Significant moderate to high correlations were identified between DEMMI and BI scores (r = 0.76 and r = 0.68) and DEMMI and HABAM scores (r = 0.91 and r = 0.92) in both samples. In both samples, DEMMI scores for patients who were discharged to home were significantly higher than for patients discharged to inpatient rehabilitation and provided evidence of known groups validity. Patients who were discharged to inpatient rehabilitation (n = 8) had a mean DEMMI score of 50.75 (sd = 11.29) at acute hospital discharge compared to patients who were discharged to home (n = 70) with a mean DEMMI score of 62.14 (sd = 18.41). MCID estimates were similar across samples using distribution and criterion based methods. The MCID for the DEMMI was 10 points on the 100 point interval scale.
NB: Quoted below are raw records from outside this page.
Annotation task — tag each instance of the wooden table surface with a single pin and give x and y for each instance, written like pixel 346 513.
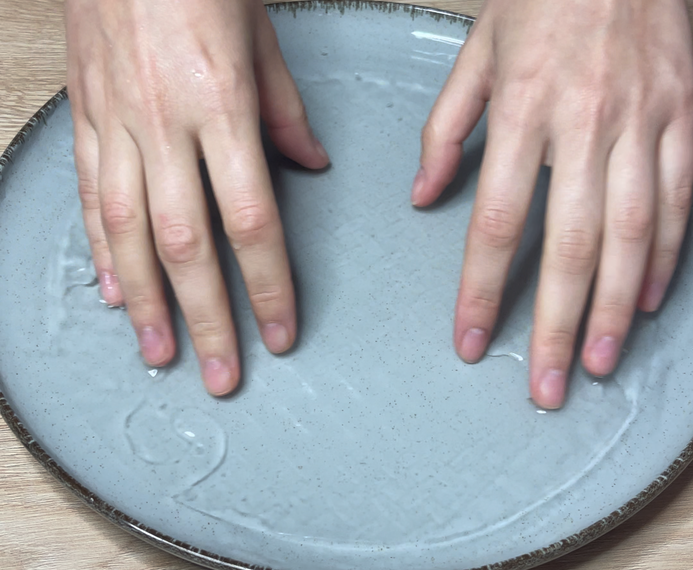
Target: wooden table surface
pixel 43 526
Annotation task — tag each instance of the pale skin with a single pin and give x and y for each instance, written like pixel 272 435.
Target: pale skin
pixel 605 98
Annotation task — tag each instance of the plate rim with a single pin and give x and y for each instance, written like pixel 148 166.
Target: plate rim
pixel 211 560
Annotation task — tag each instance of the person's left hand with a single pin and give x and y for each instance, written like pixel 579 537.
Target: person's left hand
pixel 602 91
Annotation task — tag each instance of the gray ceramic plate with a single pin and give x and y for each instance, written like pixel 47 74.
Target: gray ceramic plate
pixel 371 445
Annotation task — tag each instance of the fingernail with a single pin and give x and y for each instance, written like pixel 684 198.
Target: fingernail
pixel 276 337
pixel 651 296
pixel 551 389
pixel 321 150
pixel 218 376
pixel 473 345
pixel 604 355
pixel 417 188
pixel 110 288
pixel 152 345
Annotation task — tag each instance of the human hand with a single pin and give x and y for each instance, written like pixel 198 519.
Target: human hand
pixel 603 92
pixel 154 85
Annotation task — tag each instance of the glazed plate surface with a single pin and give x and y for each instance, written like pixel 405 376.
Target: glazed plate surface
pixel 371 445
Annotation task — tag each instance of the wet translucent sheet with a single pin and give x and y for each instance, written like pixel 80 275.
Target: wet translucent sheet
pixel 371 444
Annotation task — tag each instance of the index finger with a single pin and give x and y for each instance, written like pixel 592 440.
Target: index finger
pixel 508 174
pixel 243 189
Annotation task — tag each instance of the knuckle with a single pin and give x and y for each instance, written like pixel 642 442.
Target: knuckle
pixel 633 223
pixel 677 201
pixel 558 340
pixel 666 255
pixel 267 300
pixel 248 224
pixel 430 134
pixel 575 251
pixel 519 101
pixel 481 302
pixel 99 247
pixel 140 304
pixel 615 309
pixel 228 93
pixel 88 193
pixel 207 329
pixel 496 226
pixel 118 215
pixel 179 243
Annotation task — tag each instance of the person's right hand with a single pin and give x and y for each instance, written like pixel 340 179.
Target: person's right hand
pixel 154 85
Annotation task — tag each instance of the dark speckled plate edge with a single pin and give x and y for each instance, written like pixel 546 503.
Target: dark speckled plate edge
pixel 211 560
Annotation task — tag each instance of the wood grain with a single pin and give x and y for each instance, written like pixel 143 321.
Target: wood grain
pixel 44 527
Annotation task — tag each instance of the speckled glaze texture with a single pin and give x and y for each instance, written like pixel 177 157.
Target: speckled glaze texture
pixel 370 444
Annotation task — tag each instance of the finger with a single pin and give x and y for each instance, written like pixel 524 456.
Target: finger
pixel 455 113
pixel 125 218
pixel 508 174
pixel 181 226
pixel 87 165
pixel 628 229
pixel 281 105
pixel 243 190
pixel 675 178
pixel 571 245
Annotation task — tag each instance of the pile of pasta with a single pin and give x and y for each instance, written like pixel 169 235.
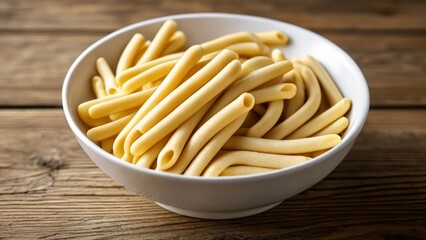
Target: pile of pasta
pixel 230 106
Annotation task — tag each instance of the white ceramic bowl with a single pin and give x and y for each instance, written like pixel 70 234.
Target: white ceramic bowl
pixel 224 197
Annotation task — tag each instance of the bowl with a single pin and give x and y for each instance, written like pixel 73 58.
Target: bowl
pixel 220 197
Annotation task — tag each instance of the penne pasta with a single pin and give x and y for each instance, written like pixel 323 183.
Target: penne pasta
pixel 335 127
pixel 250 82
pixel 176 43
pixel 322 120
pixel 98 87
pixel 243 170
pixel 255 159
pixel 120 104
pixel 302 115
pixel 227 40
pixel 184 91
pixel 293 146
pixel 105 72
pixel 168 124
pixel 272 38
pixel 107 130
pixel 277 55
pixel 274 93
pixel 268 120
pixel 207 153
pixel 159 42
pixel 219 121
pixel 129 53
pixel 330 89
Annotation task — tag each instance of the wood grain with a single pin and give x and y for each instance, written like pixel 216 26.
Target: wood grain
pixel 393 64
pixel 49 189
pixel 80 15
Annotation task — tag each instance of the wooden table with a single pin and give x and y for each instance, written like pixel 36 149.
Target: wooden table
pixel 50 189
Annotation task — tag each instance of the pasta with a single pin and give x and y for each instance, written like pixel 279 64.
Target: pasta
pixel 231 106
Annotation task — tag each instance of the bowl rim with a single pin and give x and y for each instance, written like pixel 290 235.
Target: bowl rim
pixel 224 179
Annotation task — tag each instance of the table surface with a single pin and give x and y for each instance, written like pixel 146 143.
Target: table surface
pixel 50 189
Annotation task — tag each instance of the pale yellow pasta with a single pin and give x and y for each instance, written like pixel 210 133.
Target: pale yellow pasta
pixel 170 82
pixel 98 87
pixel 219 121
pixel 159 42
pixel 140 52
pixel 335 127
pixel 272 37
pixel 267 121
pixel 302 115
pixel 322 120
pixel 207 153
pixel 177 42
pixel 297 102
pixel 249 83
pixel 278 55
pixel 136 70
pixel 255 63
pixel 83 110
pixel 293 146
pixel 185 90
pixel 106 144
pixel 157 72
pixel 149 157
pixel 105 72
pixel 227 40
pixel 244 170
pixel 129 53
pixel 327 84
pixel 174 147
pixel 120 104
pixel 107 130
pixel 124 113
pixel 249 49
pixel 274 93
pixel 255 159
pixel 259 109
pixel 190 106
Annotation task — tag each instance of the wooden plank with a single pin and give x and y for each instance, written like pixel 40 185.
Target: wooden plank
pixel 50 189
pixel 393 64
pixel 108 15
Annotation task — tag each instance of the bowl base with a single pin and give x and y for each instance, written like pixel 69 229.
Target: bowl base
pixel 217 215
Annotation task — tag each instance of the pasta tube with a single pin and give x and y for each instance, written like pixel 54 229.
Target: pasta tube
pixel 243 170
pixel 250 82
pixel 294 146
pixel 330 89
pixel 322 120
pixel 203 158
pixel 185 90
pixel 170 82
pixel 214 87
pixel 159 42
pixel 335 127
pixel 272 38
pixel 129 53
pixel 255 159
pixel 98 87
pixel 268 120
pixel 174 147
pixel 232 111
pixel 227 40
pixel 302 115
pixel 120 104
pixel 274 93
pixel 109 129
pixel 176 43
pixel 105 71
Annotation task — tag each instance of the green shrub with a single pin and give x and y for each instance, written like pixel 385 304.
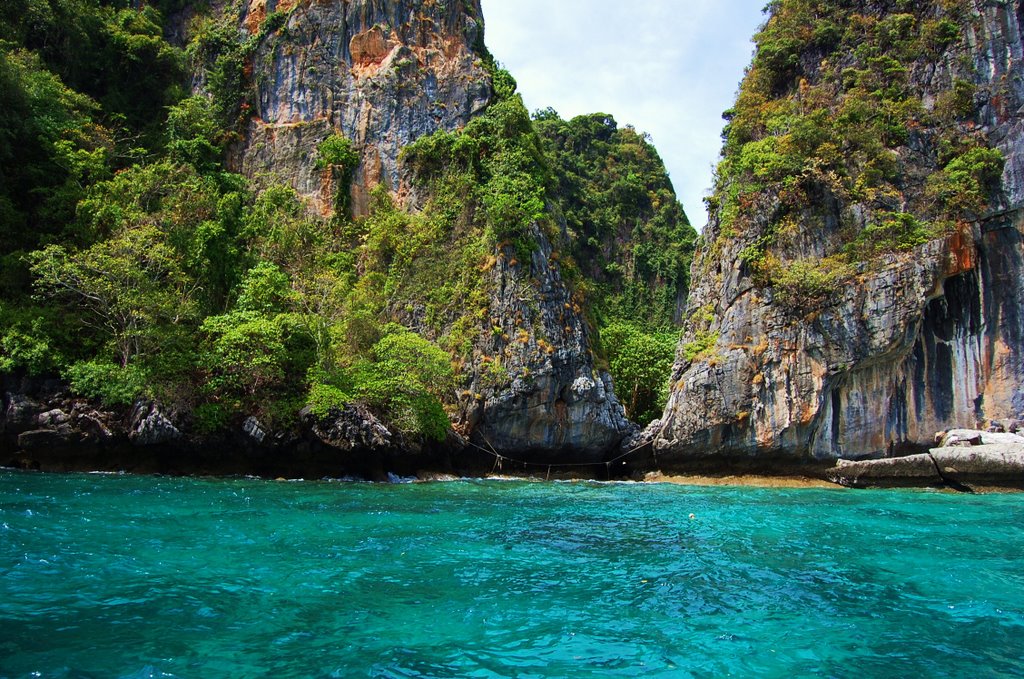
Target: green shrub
pixel 110 383
pixel 640 363
pixel 701 346
pixel 893 232
pixel 212 418
pixel 807 285
pixel 326 398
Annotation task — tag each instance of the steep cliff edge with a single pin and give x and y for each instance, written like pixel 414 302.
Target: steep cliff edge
pixel 859 286
pixel 478 271
pixel 381 74
pixel 346 237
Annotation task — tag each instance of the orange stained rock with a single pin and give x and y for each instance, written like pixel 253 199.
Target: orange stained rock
pixel 370 47
pixel 963 254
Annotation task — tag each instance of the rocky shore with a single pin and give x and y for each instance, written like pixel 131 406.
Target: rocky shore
pixel 43 428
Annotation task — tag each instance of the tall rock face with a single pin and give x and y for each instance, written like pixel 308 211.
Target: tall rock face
pixel 859 287
pixel 383 74
pixel 380 73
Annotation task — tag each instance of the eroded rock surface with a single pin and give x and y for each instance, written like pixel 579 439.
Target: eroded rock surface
pixel 918 342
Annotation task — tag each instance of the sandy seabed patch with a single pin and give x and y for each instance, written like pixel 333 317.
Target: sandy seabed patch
pixel 754 480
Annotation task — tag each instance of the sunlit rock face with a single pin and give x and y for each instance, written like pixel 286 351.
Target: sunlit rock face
pixel 382 73
pixel 918 341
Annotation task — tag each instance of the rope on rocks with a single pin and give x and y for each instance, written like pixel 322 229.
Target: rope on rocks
pixel 500 459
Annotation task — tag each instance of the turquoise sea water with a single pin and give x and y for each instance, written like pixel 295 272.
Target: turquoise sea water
pixel 138 577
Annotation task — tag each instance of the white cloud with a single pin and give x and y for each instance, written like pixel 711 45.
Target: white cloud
pixel 669 68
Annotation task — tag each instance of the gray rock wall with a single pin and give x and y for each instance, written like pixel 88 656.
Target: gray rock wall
pixel 930 340
pixel 382 73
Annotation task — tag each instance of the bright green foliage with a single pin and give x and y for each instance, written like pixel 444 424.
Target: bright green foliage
pixel 337 155
pixel 49 149
pixel 820 138
pixel 130 287
pixel 194 134
pixel 806 285
pixel 966 183
pixel 895 231
pixel 111 384
pixel 407 381
pixel 336 151
pixel 27 341
pixel 640 363
pixel 325 399
pixel 404 378
pixel 264 289
pixel 495 164
pixel 151 271
pixel 628 232
pixel 251 355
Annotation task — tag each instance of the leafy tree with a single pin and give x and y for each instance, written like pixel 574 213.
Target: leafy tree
pixel 129 287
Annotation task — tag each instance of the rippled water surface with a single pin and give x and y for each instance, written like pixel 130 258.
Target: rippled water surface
pixel 139 577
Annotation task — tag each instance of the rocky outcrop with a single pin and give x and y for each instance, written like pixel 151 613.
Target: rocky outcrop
pixel 558 407
pixel 381 74
pixel 151 426
pixel 911 343
pixel 352 428
pixel 965 458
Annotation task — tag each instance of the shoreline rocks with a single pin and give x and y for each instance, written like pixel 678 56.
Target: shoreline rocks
pixel 965 458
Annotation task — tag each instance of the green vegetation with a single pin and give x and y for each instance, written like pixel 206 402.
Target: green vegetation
pixel 822 128
pixel 133 264
pixel 640 362
pixel 628 231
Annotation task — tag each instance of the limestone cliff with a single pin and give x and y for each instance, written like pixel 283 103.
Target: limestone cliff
pixel 859 286
pixel 383 74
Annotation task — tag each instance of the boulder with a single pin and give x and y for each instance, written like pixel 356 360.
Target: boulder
pixel 351 428
pixel 20 413
pixel 913 470
pixel 995 464
pixel 151 427
pixel 969 437
pixel 254 429
pixel 45 438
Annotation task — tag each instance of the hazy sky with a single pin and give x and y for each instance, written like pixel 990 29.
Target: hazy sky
pixel 669 68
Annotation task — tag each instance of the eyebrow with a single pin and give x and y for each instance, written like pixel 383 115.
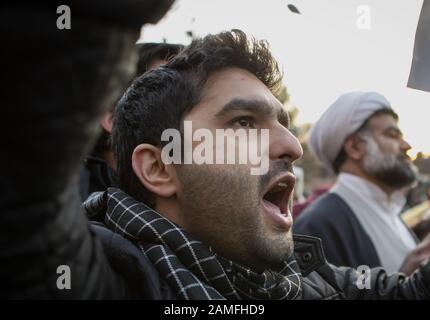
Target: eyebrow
pixel 256 106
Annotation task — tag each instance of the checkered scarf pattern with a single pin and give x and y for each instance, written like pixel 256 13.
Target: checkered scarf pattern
pixel 191 268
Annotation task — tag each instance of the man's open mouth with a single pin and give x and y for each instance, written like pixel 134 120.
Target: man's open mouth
pixel 276 200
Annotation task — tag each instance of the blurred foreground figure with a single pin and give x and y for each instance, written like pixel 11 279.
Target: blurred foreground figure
pixel 358 220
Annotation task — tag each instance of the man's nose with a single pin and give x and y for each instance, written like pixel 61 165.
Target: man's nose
pixel 284 144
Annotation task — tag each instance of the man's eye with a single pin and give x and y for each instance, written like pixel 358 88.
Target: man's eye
pixel 246 122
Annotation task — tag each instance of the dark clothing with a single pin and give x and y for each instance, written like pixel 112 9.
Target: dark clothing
pixel 344 240
pixel 96 175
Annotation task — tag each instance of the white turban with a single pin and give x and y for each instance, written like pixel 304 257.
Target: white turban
pixel 341 119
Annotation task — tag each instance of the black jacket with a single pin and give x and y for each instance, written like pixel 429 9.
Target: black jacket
pixel 344 240
pixel 42 225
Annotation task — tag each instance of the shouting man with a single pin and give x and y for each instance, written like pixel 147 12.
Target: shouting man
pixel 358 220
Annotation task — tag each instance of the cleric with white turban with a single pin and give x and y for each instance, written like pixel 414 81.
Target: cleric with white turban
pixel 345 116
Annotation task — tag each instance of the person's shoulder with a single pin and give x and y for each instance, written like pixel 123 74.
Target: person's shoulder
pixel 130 263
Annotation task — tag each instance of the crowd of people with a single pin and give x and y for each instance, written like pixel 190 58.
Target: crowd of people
pixel 85 184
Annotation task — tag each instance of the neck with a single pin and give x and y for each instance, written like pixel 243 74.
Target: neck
pixel 109 158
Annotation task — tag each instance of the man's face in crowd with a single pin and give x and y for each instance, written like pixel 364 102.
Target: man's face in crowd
pixel 244 217
pixel 386 159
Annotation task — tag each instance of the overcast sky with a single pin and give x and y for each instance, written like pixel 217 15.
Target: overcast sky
pixel 322 51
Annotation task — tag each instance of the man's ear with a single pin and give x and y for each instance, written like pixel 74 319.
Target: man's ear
pixel 355 147
pixel 149 168
pixel 107 121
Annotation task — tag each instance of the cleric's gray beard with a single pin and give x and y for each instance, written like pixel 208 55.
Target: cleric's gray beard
pixel 392 170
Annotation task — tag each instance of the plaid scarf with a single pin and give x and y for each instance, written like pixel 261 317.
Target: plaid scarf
pixel 192 269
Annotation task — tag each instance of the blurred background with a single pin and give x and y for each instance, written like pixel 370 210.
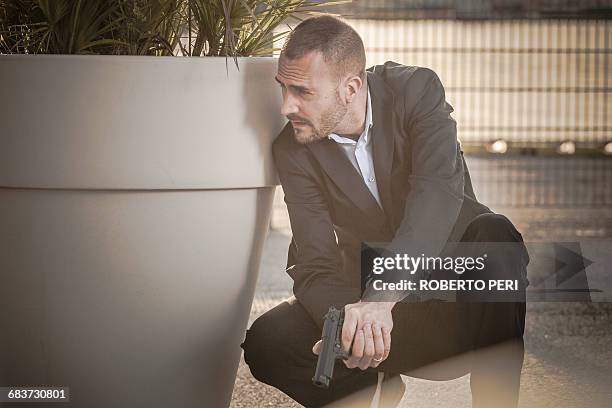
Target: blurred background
pixel 529 82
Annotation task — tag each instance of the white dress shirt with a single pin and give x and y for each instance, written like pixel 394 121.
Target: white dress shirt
pixel 360 152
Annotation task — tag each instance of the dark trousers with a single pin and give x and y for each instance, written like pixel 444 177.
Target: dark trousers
pixel 433 340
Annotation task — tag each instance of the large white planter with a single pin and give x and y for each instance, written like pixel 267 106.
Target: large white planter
pixel 134 200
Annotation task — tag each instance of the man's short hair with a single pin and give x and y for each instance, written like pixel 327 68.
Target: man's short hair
pixel 337 41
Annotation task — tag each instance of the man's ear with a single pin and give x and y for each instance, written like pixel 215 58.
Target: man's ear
pixel 352 86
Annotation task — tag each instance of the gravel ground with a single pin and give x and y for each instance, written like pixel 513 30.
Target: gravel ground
pixel 568 359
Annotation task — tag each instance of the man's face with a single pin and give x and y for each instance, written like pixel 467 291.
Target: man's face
pixel 311 96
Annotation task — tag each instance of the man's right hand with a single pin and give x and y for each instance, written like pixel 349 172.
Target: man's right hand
pixel 367 328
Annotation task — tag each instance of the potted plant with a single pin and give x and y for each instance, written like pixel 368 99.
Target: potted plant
pixel 135 192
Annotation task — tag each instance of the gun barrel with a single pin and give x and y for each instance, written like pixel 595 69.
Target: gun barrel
pixel 331 349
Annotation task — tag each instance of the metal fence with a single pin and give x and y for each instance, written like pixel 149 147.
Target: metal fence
pixel 529 82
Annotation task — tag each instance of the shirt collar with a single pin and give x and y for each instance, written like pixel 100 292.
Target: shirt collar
pixel 365 135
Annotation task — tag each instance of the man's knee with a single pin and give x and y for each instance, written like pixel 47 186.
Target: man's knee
pixel 259 345
pixel 491 228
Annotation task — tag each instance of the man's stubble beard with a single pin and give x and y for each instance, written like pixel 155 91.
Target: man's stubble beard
pixel 329 122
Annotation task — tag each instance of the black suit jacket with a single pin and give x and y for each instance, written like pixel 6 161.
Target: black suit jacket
pixel 422 179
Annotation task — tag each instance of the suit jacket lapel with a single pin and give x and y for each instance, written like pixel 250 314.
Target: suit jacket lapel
pixel 382 139
pixel 338 167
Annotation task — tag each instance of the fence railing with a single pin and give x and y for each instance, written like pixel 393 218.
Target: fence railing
pixel 531 100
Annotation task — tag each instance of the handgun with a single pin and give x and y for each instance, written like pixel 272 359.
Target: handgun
pixel 331 347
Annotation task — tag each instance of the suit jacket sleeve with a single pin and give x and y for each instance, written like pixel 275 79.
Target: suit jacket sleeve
pixel 316 264
pixel 436 180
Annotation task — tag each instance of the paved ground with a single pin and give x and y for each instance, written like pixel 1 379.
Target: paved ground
pixel 568 355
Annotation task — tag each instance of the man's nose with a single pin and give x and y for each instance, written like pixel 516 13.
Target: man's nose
pixel 289 106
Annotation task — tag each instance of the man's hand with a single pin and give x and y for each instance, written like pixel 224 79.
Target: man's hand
pixel 367 326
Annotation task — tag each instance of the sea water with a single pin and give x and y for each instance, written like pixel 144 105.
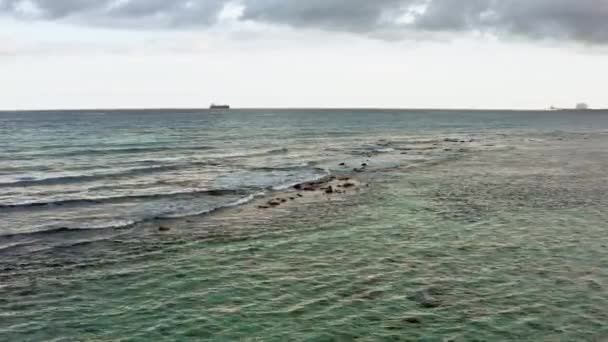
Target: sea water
pixel 475 225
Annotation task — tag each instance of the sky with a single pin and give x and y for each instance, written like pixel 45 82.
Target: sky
pixel 508 54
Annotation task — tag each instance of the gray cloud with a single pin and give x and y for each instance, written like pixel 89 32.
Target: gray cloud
pixel 576 20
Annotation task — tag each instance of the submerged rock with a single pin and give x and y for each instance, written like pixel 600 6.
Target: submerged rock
pixel 413 320
pixel 274 203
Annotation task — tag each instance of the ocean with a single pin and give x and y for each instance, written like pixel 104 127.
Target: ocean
pixel 153 225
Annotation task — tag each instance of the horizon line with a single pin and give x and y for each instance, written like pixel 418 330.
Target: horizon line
pixel 115 109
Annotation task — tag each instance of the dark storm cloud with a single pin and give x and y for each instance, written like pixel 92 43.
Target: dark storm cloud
pixel 579 20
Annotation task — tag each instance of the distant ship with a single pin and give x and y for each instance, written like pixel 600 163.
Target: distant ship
pixel 214 106
pixel 579 107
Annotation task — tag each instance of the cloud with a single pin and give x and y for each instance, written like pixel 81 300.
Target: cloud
pixel 574 20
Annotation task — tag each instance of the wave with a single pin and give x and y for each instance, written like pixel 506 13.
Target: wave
pixel 326 173
pixel 126 223
pixel 30 181
pixel 118 199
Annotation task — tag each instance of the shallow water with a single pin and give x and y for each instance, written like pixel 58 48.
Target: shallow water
pixel 498 238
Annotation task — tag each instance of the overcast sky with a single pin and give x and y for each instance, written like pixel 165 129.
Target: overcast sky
pixel 303 53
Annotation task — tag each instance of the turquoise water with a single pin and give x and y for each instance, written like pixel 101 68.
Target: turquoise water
pixel 498 237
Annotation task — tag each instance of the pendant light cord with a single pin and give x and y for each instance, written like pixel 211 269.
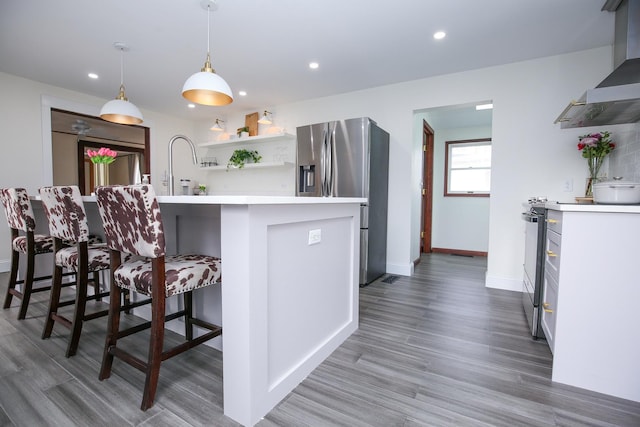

The DEMMI was significantly more responsive to change than the BI using criterion and distribution based methods in the validation sample.

Conclusion

This study has validated the DEMMI in two independent samples of older acute medical patients. Estimates of its responsiveness and MCID have also been established. This study confirms that the DEMMI overcomes the limitations of the BI and HABAM and provides an advanced method for objectively assessing mobility for older acute medical patients.